NASA is heading back to Mars. If all goes well, a two-stage Atlas V 401 will lift off from California's Vandenberg Air Force Base on Saturday morning. Onboard will be a lander named InSight, an $813.8 million mission to study the interior of the Red Planet.
Recent Mars missions have snapped pictures of the surface, studied rocks, dug in the dirt and looked for signs that water once flowed on Mars. But as Insight's principal investigator William "Bruce" Banerdt sees it, that's just scratching the surface.
"Ninety-nine-point-nine percent of this planet has never been observed before," Banerdt says. "And we're going to go and observe it with our seismometer and with our heat flow probe for the very first time."
The heat flow probe is basically a 16-foot long thermometer that Insight will pound into the planet to take its temperature.
InSight's seismometer will measure earthquakes — or more properly, "Marsquakes." Quakes on Mars don't happen as frequently as they do on Earth, but they do occur and have been detected by previous Mars landers.

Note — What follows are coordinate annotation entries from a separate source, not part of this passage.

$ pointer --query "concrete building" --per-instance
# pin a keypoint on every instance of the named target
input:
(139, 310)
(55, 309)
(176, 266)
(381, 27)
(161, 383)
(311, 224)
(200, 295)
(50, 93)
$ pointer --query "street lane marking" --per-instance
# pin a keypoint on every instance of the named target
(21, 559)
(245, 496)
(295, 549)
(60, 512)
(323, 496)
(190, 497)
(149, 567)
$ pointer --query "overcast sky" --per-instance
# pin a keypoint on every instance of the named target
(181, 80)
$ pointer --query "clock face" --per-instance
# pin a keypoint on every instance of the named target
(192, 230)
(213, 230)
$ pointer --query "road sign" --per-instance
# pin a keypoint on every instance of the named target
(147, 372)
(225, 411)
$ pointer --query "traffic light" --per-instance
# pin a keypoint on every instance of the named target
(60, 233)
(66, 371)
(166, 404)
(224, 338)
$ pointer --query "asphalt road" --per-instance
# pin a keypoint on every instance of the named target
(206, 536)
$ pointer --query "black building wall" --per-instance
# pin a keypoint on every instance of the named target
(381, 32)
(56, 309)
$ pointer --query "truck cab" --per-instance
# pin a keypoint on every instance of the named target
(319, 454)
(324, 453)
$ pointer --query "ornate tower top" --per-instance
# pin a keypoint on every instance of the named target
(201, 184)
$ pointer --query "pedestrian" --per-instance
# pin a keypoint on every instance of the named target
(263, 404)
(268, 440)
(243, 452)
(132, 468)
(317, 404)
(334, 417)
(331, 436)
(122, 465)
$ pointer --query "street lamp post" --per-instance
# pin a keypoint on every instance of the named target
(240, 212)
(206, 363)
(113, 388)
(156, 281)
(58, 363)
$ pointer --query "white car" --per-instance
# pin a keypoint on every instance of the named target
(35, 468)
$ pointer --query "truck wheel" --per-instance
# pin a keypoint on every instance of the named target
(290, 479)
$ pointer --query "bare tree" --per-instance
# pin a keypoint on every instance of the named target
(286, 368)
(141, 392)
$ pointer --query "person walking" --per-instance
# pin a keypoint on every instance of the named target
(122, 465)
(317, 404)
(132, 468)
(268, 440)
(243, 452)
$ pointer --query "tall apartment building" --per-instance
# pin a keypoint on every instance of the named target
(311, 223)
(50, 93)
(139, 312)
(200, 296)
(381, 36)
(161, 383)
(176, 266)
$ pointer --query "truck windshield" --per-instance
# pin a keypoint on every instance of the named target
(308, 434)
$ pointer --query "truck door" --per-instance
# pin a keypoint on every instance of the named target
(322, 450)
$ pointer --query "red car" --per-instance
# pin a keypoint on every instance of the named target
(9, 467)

Banerdt says the shape and strength of the waves those quakes generate can tell scientists a lot about the planet's inner makeup: "The thickness of the crust, the size of the core and the density of the various divisions, core mantle and crust."
To make those calculations, Banerdt says they need to know the location of a quake on Mars. To find the location of a quake on Earth, geologists would use multiple seismometers to triangulate the epicenter. InSight has only one seismometer, but Banerdt says it's still possible to find a location, which can be done by measuring the time delay when different quake waves arrive at the seismometer.
"It's not [a technique] used on the Earth because it's a lot easier to combine all the seismometers that we have," Banerdt says. "That data is easily available on the Internet. But on Mars we have to be just a little bit more clever."
InSight is not a rover. Once it lands in Elysium Planitia, a flat plain near the Martian equator, it will stay put.
The mission's deputy principle investigator, Suzanne Smrekar, says one of InSight's experiments will measure how much Mars wobbles as it rotates on its axis. If Mars were a solid sphere, it would rotate smoothly. But if it wobbles — as scientists suspect it does — that would indicate something non-solid is moving around in the interior.
As scientists get ready to probe past Mars' surface, it's worth noting that scientists haven't known much about Earth's interior for all that long.
"A hundred years ago, we didn't know what the layers were inside the Earth, we didn't know anything about plate tectonics," Smrekar says.
There's lot of geologic activity on Earth today, and she says that used to be the case on Mars. But things on Mars have slowed to a geologic crawl, and understanding the planet's interior could provide clues as to why that is.
"This will give us the ability to go back in time, into that early period when Mars was very active, and really understand how the planet started forming its layers," Smrekar says.
To really understand any planet, "we have to understand how its interior is connected to its surface connected to its atmosphere," Smrekar says. "With our mission we'll be able to finally get a look inside Mars."
And Banerdt says Insight is bound to provide some surprises.
"One always expects something completely out of the ordinary when you're completely in the dark to begin with," he says.
Insight is scheduled to take off at 4:05 a.m. PT on Saturday. If the weather is clear, NASA estimates people as far north as Bakersfield, Calif., and as far south as Rosarita, Mexico, should be able to see InSight set off on its 300 million-mile journey to Mars.
The lander is set to arrive on Nov. 26.